For many years, you may have booked the cheapest airline or hotel available when you travel. You probably left arriving at the airport until the very last minute to avoid sitting around at the boarding gate. You dread the thought of the plane arrival being delayed and having to spend more time in the departure lounge, now crowded with other frustrated passengers. Do not mention the overpriced food that you may have to buy at the food outlets if the flight is delayed.

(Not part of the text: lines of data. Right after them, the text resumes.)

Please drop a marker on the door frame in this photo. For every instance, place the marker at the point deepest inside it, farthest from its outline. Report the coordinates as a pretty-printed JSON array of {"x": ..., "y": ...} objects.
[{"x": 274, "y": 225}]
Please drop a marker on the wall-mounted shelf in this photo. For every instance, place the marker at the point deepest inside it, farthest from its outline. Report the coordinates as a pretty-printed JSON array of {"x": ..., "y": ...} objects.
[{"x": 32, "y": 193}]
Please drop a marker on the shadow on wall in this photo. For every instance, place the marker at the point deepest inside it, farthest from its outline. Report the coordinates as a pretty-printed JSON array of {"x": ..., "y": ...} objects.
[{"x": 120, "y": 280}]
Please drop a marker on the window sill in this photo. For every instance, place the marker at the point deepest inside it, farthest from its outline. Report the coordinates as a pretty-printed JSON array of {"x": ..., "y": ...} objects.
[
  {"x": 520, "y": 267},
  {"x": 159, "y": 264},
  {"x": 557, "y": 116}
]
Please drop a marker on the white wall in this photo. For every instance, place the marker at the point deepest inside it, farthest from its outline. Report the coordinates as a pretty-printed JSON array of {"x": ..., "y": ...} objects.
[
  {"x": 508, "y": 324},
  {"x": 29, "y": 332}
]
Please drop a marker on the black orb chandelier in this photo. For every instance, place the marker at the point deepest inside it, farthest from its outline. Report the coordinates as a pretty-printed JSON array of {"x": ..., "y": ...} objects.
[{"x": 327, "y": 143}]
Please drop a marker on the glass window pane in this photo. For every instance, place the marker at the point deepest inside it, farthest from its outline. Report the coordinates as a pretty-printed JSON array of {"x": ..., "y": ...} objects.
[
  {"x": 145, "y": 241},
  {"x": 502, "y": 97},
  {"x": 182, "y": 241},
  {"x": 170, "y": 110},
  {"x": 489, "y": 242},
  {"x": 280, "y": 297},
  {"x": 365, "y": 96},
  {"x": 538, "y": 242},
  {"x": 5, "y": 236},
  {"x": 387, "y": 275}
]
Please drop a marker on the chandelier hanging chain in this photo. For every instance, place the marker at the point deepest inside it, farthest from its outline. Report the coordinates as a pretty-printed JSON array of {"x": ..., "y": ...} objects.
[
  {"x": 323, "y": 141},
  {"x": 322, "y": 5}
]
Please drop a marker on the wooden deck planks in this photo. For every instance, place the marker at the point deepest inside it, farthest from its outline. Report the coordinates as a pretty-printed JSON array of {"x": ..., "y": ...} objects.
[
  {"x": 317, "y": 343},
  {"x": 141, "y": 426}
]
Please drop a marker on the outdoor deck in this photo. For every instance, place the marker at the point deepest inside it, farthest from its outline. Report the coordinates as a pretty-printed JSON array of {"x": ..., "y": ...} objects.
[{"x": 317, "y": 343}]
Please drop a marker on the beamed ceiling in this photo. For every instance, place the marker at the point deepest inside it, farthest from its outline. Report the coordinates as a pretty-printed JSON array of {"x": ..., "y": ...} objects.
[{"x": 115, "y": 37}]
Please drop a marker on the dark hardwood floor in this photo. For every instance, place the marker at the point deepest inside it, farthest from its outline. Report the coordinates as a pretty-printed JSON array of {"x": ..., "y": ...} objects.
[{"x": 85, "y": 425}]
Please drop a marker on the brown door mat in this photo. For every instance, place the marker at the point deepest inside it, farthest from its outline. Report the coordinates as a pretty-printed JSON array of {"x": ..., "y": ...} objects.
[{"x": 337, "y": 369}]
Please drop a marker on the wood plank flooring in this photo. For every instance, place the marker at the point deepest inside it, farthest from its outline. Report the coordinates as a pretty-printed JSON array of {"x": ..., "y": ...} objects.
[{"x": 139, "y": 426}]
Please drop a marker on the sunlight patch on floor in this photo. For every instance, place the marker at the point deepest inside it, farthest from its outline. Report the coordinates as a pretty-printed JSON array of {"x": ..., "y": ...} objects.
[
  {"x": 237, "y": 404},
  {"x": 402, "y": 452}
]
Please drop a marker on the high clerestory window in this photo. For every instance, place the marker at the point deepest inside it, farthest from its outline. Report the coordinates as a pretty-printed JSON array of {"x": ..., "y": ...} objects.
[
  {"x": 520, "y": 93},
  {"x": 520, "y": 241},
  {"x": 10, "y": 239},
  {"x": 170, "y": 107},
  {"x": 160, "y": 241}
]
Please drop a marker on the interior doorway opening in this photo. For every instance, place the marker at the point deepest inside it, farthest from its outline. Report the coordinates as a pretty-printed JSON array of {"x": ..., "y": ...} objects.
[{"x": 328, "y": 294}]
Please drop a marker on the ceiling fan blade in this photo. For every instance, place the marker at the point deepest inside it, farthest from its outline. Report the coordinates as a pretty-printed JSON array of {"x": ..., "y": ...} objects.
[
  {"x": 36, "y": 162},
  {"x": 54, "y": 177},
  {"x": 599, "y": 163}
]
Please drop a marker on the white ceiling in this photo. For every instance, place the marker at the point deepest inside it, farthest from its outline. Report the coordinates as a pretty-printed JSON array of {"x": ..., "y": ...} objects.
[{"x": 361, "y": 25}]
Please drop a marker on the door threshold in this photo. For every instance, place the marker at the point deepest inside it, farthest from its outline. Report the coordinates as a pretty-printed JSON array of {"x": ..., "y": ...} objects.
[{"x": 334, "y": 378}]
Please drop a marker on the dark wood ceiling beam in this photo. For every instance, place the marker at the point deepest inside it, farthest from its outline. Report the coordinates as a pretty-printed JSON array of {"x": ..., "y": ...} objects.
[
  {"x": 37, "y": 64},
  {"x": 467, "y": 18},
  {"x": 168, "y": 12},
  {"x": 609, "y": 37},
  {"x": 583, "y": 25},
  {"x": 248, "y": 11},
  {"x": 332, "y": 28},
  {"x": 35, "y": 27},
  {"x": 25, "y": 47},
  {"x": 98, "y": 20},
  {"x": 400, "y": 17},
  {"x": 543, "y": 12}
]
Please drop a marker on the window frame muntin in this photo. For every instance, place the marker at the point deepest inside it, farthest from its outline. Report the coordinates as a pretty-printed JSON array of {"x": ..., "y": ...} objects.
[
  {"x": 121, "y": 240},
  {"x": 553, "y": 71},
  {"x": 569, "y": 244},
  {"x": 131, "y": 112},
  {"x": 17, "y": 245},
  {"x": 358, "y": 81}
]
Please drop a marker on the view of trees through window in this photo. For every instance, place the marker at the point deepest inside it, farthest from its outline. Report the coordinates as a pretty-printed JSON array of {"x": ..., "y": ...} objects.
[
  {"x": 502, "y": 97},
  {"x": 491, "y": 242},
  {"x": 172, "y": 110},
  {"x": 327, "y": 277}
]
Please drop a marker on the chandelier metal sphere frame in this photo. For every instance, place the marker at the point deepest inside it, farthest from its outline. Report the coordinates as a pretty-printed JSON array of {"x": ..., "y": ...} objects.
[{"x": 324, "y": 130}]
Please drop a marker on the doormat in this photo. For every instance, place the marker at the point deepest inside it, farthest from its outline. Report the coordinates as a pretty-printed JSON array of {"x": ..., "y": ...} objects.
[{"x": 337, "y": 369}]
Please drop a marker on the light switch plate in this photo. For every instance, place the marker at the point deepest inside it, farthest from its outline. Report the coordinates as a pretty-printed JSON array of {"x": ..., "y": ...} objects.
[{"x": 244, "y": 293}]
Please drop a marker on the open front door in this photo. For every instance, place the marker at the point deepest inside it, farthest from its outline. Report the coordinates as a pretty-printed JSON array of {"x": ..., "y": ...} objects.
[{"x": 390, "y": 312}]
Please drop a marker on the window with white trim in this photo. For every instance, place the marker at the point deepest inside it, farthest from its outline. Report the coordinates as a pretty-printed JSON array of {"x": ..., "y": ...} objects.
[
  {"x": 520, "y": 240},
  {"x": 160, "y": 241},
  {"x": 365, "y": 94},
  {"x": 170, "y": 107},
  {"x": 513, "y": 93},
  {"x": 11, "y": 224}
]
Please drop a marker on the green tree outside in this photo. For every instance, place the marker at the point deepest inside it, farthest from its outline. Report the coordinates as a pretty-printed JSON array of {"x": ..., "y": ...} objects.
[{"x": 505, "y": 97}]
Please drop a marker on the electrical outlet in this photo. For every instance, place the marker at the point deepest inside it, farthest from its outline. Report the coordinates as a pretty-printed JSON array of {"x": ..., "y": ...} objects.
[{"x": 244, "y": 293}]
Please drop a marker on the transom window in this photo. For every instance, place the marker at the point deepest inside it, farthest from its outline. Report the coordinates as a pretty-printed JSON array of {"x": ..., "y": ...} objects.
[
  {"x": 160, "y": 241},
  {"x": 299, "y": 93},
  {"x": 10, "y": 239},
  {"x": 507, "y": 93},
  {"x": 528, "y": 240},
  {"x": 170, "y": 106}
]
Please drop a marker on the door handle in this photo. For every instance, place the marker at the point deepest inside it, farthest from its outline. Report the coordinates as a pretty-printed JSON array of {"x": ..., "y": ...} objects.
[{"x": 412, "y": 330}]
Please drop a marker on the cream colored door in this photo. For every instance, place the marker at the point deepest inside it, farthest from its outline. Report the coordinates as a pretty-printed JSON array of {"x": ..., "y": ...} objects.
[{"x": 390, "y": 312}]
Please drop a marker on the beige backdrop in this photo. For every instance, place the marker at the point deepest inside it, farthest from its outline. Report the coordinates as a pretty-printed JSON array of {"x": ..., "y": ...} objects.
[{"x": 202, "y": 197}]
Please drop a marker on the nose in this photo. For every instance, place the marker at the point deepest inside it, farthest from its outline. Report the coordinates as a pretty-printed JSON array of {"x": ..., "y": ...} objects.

You may also have seen a number of people arriving at the gate a little while after the boarding call and going directly onto the aircraft often to seats towards the front of the aircraft. These passengers are still flying in economy class on domestic flights but they are avoiding the delays waiting at the gate. In actual fact, many may have been enjoying a drink and a meal in the airline lounge. Often, you may see a vacant seat between them and the other passenger while you have been allocated the middle seat towards the rear of the plane. How do they do it? Isn’t it something that you also deserve in your retirement being able to walk directly onto the plane, sit in a forward seat and decline a meal because you have already eaten well?

One secret is to build up status with an airline, hotel chain and even cruise companies in the years leading up to retirement so that you can enjoy the benefits of status in retirement.

Do you belong to any rewards program of any airline, hotel chain or cruise company? If not, why not? Many are free to join and may or may not have annual fees.

Prior to joining any of the rewards programs, it is important to think about which is the best program to join. Where am I likely to travel to mostly in my retirement, what are the reward earnings available and what are other partners available are some questions that need to be considered. For example, with airlines there are three main alliances;

  1. One World with members like Qantas, British Airways, Emirates and American Airlines
  2. Star Alliance with members like Air New Zealand, Singapore Airlines and Thai Airways
  3. Sky Team with members such as Aeroflot, Air France, Korean Air and United Airlines.

If you don’t have the time to build up status, there may be cheaper options than just going to the travel agent and booking an overseas holiday. Some airlines and hotels for example allow you to buy miles or points, sometimes at a discount. One airline on 11 December 2019 has offered bonus miles of between 30 – 70 percent depending upon the number of miles purchased. You can then use these miles or points to pay for airline bookings or hotel accommodation.

In 2014, I did purchase a first class ticket for my wife and I from London Heathrow To Sydney for 80,000 miles plus taxes. At that time, it equated to around $3500 each. A first class fare, at that time, was between $10,000 and $14,000 each. Have you been to the first class lounges at Heathrow or Dubai? Have you been escorted through the terminal to the door or the aircraft and been introduced to your cabin staff, shown to your seat and given a glass of the best champagne?

Isn’t this the type of lifestyle you desire in retirement? It is possible without breaking the bank.

Another option may be a round the world airfare which may be cheaper than a direct return flight. There are a number of options to be considered.

Status with hotels may offer various privileges from free bottle of water, free internet to room upgrades and early check in or late check out. The privileges depend upon the hotel chain and your status with that hotel chain.

Membership of these frequent flyer and hotel chain programs are generally free to join. Are you a member of any loyalty programs?